6.6 Exercises
1. The Boston Housing Data Set
For the course of this section, you will work with Boston, the Boston Housing data set which contains 506 observations on housing values in suburbs of Boston. Boston data set comes with the package MASS. Both the package MASS and AER are required for the interactive R exercises below, and they are already installed.
Instructions:
Load both the package and the data set.
Get yourself an overview over the data using function(s) known from the previous chapters.
Estimate a simple linear regression model that explains the median house value of districts (medv) by the percent of households with low socioeconomic status, lstat, and a constant. Save the model to bh_mod.
Print a coefficient summary to the console that reports robust standard errors.
Hint:
You only need basic R functions here: library(), data(), lm() and coeftest().
2. A Multiple Regression Model of Housing Prices I
Now, let us expand the approach from the previous exercise by adding additional regressors to the model and estimating it again.
As has been discussed in Chapter 6.3, adding regressors to the model improves the fit so the \(SER\) decreases and the \(R^2\) increases.
The packages AER and MASS have been loaded. The model object bh_mod is available in the environment.
Instructions:
Regress the median housing value in a district, medv, on the average age of the buildings, age, the per-capita crime rate, crim, the percentage of individuals with low socioeconomic status, lstat, and a constant. Put differently, estimate the model \[medv_i = \beta_0 + \beta_1 lstat_i + \beta_2 age_i + \beta_3 crim_i + u_i.\]
Print a coefficient summary to the console that reports robust standard errors for the augmented model.

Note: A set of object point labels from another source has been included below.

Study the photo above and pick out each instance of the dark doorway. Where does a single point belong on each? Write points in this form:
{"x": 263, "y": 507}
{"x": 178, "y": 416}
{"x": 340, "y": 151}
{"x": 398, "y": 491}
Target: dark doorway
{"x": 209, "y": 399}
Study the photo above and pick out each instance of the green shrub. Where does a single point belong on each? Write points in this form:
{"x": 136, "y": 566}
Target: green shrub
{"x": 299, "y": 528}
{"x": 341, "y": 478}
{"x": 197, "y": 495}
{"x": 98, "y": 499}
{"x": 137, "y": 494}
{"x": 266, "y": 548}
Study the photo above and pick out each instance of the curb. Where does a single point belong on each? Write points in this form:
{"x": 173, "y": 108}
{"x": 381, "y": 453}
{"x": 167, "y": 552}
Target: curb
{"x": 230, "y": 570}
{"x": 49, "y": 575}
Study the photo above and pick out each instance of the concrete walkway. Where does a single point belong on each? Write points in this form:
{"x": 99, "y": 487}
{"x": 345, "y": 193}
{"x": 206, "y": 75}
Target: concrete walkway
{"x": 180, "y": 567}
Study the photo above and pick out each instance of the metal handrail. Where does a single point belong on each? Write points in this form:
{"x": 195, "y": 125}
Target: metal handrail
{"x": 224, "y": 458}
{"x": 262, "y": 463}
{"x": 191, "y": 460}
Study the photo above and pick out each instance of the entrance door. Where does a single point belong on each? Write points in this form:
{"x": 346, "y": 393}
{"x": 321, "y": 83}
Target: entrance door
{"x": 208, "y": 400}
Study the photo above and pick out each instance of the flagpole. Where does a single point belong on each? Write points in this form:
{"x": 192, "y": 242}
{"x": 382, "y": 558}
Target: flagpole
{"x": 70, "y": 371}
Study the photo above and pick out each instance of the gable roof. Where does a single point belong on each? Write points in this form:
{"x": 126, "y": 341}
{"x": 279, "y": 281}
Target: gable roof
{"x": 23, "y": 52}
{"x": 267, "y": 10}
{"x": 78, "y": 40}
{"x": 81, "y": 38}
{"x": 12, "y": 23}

The \(R^2\) of the simple regression model is stored in R2_res. Save the multiple regression model’s \(R^2\) to R2_unres and check whether the augmented model yields a higher \(R^2\). Use < or > for the comparison.
3. A Multiple Regression Model of Housing Prices II
The equation below describes estimated model from Exercise 2 (heteroskedasticity-robust standard errors in parentheses).
\[ \widehat{medv}_i = \underset{(0.74)}{32.828} \underset{(0.08)}{-0.994} \times lstat_i \underset{(0.03)}{-0.083} \times crim_i + \underset{(0.02)}{0.038} \times age_i\]
This model is saved in bh_mult_mod which is available in the working environment.
Instructions:
As has been stressed in Chapter 6.3, it is not meaningful to use \(R^2\) when comparing regression models with a different number of regressors. Instead, the \(\bar{R}^2\) should be used. \(\bar{R}^2\) adjusts for the circumstance that the \(SSR\) reduces when a regressor is added to the model.
Use the model object to compute the correction factor \(CF = \frac{n-1}{n-k-1}\) where \(n\) is the number of observations and \(k\) is the number of regressors, excluding the intercept. Save it to CF.
Use summary() to obtain \(R^2\) and \(\bar{R}^2\) for bh_mult_mod. It is sufficient if you print both values to the console.
Check that \[\bar{R}^2 = 1 - (1-R^2) \cdot CF.\] Use the == operator.
4. A Fully-Fledged Model for Housing Values?
Have a look at the description of the variables contained in the Boston data set. Which variable would you expect to have the lowest \(p\)-value in a multiple regression model which uses all variables as regressors to explain medv?
Instructions:
Regress medv on all remaining variables that you find in the Boston data set.
Obtain a heteroskedasticity-robust summary of the coefficients.
The \(\bar{R}^2\) for the model in exercise 3 is \(0.5533\). What can you say about the \(\bar{R}^2\) of the large regression model? Does this model improve on the previous one (no code submission needed)?
The packages AER and MASS as well as the data set Boston are loaded to the working environment.
Hints:
For brevity, use the regression formula medv ~. in your call of lm(). This is a shortcut that specifies a regression of medv on all variables in the data set supplied to the argument data.
Use summary on both models for a comparison of both \(\bar{R}^2\)s.
5. Model Selection
Maybe we can improve the model by dropping a variable?
In this exercise, you have to estimate several models, each time dropping one of the explanatory variables used in the large regression model of Exercise 4 and compare the \(\bar{R}^2\).
The full regression model from the previous exercise, full_mod, is available in your environment.
Instructions:
You are completely free in solving this exercise. We recommend the following approach:
Start by estimating a model mod_new, say, where, e.g., lstat is excluded from the explanatory variables. Next, access the \(\bar{R}^2\) of this model.
Compare the \(\bar{R}^2\) of this model to the \(\bar{R}^2\) of the full model (this was about \(0.7338\)).
Repeat Steps 1 and 2 for all explanatory variables used in the full regression model. Save the model with the highest improvement in \(\bar{R}^2\) to better_mod.